Es un dilema entre optar por la seguridad o el auxilio. Pero si hubiéramos hecho lo correcto, con el manual en mano, nos habrían odiado. Nadie hubiera entendido que no hubiéramos ayudado a cortar una hemorragia o tomado el pulso o hecho tres torniquetes. No sé con cuántas víctimas hablé pero fueron muchas. Lo peor fue darme cuenta de la cantidad de personas fallecidas. Tuvimos problemas para despejar los carriles de La Rambla porque hubo gente que abandonó los coches y dificultó el paso de los servicios de emergencia. Yo aparqué sobre la acera dos vehículos franceses. Estaban llenos de material pero dejaron las llaves puestas. Fue diferente con los españoles. Al menos tres los sacamos a pulso. Un español no deja nunca un coche abierto. Quizá sí en un pueblecito de Guadalajara pero no en Barcelona.

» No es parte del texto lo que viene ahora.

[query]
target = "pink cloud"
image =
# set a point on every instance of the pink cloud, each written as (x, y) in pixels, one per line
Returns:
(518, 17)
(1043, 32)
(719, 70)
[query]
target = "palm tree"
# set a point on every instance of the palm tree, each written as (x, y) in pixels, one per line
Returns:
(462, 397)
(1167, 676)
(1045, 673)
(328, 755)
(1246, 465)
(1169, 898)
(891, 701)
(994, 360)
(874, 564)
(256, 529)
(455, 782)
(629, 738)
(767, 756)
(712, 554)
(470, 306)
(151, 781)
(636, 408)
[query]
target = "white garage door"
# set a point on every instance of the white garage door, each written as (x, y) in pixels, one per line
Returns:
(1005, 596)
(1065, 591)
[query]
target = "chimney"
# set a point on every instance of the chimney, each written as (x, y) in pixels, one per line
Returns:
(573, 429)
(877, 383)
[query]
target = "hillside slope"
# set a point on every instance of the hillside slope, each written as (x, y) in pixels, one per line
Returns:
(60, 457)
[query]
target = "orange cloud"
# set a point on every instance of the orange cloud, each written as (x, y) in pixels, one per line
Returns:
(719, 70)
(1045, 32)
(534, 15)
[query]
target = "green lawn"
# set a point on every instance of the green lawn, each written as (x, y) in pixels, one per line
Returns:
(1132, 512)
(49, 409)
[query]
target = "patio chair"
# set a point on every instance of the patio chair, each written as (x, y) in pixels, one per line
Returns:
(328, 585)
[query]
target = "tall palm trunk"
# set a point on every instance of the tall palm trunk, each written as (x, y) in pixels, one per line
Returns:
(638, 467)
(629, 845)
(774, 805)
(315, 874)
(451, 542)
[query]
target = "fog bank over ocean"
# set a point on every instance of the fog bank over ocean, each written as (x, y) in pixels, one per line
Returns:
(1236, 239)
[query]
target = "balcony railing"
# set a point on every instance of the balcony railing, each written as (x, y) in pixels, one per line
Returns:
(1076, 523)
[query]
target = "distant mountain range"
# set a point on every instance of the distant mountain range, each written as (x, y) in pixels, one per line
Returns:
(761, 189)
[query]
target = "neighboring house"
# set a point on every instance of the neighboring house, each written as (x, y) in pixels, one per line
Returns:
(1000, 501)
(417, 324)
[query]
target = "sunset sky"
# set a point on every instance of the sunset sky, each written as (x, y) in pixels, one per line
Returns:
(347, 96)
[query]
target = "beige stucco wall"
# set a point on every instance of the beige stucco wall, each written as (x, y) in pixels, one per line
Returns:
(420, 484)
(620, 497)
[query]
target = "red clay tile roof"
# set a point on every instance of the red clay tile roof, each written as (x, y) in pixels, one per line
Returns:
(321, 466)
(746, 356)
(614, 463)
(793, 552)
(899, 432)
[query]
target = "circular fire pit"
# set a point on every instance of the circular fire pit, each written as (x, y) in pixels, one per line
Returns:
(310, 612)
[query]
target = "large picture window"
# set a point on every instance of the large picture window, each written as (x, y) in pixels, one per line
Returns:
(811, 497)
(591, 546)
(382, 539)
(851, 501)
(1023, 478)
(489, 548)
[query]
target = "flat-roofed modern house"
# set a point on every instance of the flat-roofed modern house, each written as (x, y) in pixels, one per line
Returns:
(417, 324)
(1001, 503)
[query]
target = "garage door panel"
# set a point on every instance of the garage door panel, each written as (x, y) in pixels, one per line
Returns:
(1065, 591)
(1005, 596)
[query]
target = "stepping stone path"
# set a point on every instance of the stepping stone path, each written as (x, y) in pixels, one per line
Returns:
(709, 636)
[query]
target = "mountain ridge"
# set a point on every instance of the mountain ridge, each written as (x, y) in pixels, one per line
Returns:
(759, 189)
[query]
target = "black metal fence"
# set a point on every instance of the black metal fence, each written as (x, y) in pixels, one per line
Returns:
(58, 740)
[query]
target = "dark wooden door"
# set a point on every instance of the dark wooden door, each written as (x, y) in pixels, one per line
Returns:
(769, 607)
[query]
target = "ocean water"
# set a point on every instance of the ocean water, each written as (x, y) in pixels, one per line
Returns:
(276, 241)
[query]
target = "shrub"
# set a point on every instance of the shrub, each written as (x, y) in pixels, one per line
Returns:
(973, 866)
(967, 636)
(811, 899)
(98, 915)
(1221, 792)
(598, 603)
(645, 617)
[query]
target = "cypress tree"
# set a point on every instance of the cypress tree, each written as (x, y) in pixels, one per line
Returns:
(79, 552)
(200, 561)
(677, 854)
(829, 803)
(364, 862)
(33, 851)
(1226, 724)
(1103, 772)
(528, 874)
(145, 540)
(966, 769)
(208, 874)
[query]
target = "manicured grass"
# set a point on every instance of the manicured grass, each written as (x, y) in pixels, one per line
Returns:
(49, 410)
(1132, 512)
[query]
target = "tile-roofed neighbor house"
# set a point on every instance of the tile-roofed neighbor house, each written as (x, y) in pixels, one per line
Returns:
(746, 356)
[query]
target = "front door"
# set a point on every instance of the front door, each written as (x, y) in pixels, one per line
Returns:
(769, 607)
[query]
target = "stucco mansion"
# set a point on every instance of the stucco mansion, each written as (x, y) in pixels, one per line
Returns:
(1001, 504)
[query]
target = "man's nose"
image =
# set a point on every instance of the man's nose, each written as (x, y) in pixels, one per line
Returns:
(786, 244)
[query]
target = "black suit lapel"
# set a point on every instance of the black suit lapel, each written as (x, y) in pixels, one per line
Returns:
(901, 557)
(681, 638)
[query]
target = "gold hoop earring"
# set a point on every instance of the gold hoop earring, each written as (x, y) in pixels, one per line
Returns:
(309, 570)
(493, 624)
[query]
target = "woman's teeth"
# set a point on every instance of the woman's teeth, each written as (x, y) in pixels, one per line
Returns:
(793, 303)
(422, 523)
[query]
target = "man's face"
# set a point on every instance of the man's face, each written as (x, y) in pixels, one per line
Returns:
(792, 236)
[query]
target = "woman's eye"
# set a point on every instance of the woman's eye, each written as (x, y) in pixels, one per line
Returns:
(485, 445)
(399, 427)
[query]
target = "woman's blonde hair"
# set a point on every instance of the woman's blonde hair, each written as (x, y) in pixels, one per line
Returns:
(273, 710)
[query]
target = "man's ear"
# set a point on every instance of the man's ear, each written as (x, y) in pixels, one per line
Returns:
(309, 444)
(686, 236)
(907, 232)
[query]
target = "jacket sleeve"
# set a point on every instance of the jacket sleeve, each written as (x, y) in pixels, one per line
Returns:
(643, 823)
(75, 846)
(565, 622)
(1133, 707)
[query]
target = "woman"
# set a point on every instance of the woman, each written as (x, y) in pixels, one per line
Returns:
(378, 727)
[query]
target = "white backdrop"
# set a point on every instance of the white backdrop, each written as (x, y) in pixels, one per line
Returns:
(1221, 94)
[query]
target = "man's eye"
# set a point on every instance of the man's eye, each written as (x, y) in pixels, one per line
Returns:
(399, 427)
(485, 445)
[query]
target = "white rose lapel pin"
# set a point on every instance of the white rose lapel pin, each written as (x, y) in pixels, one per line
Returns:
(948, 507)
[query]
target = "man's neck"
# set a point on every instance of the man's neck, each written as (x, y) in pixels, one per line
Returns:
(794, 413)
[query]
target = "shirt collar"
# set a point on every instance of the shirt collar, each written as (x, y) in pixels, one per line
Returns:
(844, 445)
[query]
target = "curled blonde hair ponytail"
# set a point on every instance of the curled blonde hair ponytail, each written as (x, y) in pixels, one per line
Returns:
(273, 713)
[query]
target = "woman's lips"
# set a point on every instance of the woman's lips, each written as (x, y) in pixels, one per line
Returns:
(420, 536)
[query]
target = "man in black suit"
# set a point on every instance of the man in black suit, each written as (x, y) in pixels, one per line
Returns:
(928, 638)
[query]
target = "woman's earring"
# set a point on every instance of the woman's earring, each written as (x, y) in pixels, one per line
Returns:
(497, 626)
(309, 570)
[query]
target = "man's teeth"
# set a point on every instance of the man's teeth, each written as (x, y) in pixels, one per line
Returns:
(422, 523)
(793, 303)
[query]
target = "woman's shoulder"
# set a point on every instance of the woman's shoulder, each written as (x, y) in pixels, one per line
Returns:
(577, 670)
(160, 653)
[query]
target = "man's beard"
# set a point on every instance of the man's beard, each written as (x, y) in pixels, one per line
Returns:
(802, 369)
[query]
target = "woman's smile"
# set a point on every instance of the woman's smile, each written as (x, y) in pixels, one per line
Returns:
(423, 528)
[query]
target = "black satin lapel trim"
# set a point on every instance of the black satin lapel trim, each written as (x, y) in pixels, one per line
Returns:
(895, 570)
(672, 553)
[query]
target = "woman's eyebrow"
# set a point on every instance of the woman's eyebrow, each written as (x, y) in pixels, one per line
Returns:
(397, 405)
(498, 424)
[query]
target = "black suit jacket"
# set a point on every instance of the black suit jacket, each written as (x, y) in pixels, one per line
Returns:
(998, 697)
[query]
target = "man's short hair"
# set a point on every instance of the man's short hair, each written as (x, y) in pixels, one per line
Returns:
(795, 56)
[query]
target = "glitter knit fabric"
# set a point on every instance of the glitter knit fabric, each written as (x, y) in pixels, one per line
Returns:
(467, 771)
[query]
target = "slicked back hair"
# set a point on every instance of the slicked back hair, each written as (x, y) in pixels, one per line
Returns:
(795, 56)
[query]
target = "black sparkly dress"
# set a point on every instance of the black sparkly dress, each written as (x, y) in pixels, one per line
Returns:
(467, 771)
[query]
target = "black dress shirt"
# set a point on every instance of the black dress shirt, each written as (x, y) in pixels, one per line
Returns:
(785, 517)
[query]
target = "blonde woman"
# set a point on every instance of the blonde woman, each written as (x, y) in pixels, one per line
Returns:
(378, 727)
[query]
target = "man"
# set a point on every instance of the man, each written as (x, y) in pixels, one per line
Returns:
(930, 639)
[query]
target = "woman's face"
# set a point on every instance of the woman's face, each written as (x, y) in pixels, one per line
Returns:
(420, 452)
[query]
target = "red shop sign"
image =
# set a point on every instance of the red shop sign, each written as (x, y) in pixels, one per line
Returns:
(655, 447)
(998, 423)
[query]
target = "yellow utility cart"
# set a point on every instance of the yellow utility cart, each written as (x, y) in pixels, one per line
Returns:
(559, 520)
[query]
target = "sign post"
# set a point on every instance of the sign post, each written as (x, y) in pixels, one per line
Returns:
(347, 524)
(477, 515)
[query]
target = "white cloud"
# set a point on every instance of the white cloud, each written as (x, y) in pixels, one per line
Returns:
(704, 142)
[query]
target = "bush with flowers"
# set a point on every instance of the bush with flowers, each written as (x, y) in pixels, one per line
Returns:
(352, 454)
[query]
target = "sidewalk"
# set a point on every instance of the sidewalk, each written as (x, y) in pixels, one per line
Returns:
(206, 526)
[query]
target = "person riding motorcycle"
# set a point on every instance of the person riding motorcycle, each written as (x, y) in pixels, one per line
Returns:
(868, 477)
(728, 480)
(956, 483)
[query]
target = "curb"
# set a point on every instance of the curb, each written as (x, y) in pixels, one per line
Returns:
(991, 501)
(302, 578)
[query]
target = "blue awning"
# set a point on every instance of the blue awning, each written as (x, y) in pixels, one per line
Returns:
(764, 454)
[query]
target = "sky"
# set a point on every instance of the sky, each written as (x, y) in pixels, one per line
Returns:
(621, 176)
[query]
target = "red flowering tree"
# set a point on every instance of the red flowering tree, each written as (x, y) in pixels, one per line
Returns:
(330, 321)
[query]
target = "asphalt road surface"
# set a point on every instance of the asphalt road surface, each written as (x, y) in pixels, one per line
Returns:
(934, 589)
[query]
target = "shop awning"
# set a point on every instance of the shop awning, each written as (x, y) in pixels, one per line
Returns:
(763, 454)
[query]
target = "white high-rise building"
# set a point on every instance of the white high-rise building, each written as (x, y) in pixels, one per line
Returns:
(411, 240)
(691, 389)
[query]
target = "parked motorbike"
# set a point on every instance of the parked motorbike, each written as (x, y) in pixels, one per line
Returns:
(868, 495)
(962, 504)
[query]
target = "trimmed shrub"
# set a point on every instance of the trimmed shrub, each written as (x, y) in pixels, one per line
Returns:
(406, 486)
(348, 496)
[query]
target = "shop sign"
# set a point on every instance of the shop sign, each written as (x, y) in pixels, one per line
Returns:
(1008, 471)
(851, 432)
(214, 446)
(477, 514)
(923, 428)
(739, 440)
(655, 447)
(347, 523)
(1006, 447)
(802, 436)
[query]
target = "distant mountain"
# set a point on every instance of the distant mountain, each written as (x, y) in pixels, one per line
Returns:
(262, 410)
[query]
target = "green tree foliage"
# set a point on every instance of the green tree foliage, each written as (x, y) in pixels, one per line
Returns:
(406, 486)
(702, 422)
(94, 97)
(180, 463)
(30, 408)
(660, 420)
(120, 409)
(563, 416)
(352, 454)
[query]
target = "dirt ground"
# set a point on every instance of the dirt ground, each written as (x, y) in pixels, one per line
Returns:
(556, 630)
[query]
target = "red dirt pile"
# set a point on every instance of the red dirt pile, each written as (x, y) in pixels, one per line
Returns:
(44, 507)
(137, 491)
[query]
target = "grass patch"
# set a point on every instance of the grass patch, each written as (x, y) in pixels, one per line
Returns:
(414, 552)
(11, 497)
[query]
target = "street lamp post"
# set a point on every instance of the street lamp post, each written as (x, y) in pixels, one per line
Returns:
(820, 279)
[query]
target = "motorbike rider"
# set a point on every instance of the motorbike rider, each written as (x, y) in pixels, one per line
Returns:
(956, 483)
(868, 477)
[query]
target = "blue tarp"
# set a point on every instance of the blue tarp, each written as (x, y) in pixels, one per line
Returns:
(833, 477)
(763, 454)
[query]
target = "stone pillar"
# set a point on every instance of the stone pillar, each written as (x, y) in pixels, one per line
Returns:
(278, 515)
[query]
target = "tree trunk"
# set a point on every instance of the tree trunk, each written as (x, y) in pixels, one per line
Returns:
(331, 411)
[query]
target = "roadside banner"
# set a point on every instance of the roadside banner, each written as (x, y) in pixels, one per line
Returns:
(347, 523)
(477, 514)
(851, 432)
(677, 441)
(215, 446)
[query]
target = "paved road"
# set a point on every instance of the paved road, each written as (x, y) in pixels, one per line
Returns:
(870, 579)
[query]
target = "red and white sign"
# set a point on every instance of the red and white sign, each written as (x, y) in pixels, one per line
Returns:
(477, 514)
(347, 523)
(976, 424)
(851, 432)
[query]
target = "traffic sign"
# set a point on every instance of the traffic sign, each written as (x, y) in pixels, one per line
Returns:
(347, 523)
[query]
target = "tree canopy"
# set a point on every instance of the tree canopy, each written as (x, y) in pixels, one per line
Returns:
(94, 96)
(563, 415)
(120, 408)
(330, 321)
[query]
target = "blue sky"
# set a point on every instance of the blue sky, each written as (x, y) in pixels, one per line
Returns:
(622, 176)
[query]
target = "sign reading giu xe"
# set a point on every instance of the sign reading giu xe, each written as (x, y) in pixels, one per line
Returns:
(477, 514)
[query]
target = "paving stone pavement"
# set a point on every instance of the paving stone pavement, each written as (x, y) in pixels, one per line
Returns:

No llamé a casa ni tampoco me llamaron. Si no había noticias era que estaba bien. Pero hubo un momento, cuando corrió el rumor de que había un francotirador, que nos metieron a todos en el porche del Liceo. Debíamos ser unos 50 policías. Allí envié a mi mujer un whatsApp. Me coloqué contra una pared y me entró un nudo en la garganta, una congoja y supongo que solté la primera lágrima. En cuanto me vio, un compañero me dijo: '¿Qué?, ¿todo bien?' Y por orgullo, te levantas y tiras. Entonces, me puse en modo organizativo. Fui a la base a buscar pilas, baterías y folios. Sabía que iba para largo.

“Lo único bueno que he sacado es la experiencia. Espero que no se repita”

Nadie está preparado para esto. Pero recuerdo la entereza de un compañero, un policía municipal belga que perdió a su mujer. Estaba con sus dos niños esperando en la Casa Beethoven e hicimos un parapeto para que no vieran nada. Les acompañamos hasta su hotel, en Alfons X. No sabes cómo dar el pésame o cómo tratar a un niño. Y piensas: '¿Y si le regalo mi gorra aunque tenga dos litros de sudor? Dudé de si era bueno o no que tuviera un recuerdo. Y al final les regalamos dos.

Todo estaba abandonado en los quioscos y nadie robó nada. Y lo digo cuando en este distrito se detiene a veces a la misma persona en una semana. También es verdad que no era fácil: igual había 500 policías trabajando. Bueno, yo sí cogí bolis y algún plano de los quioscos que nos faltó. La gente tuvo una reacción buenísima. Hacía mucho calor y dejamos que las tiendas levantaran un poquito la persiana para que corriera el aire. Muchas nos pasaron por debajo cajas con agua y fruta. La gente estuvo horas sentadas en el suelo, en silencio, sin quejarse. Volví a dar las gracias.

No es un invento lo de los sueños. Es así. Lo peor es encerrarte. Lo mejor es no callarse nada”.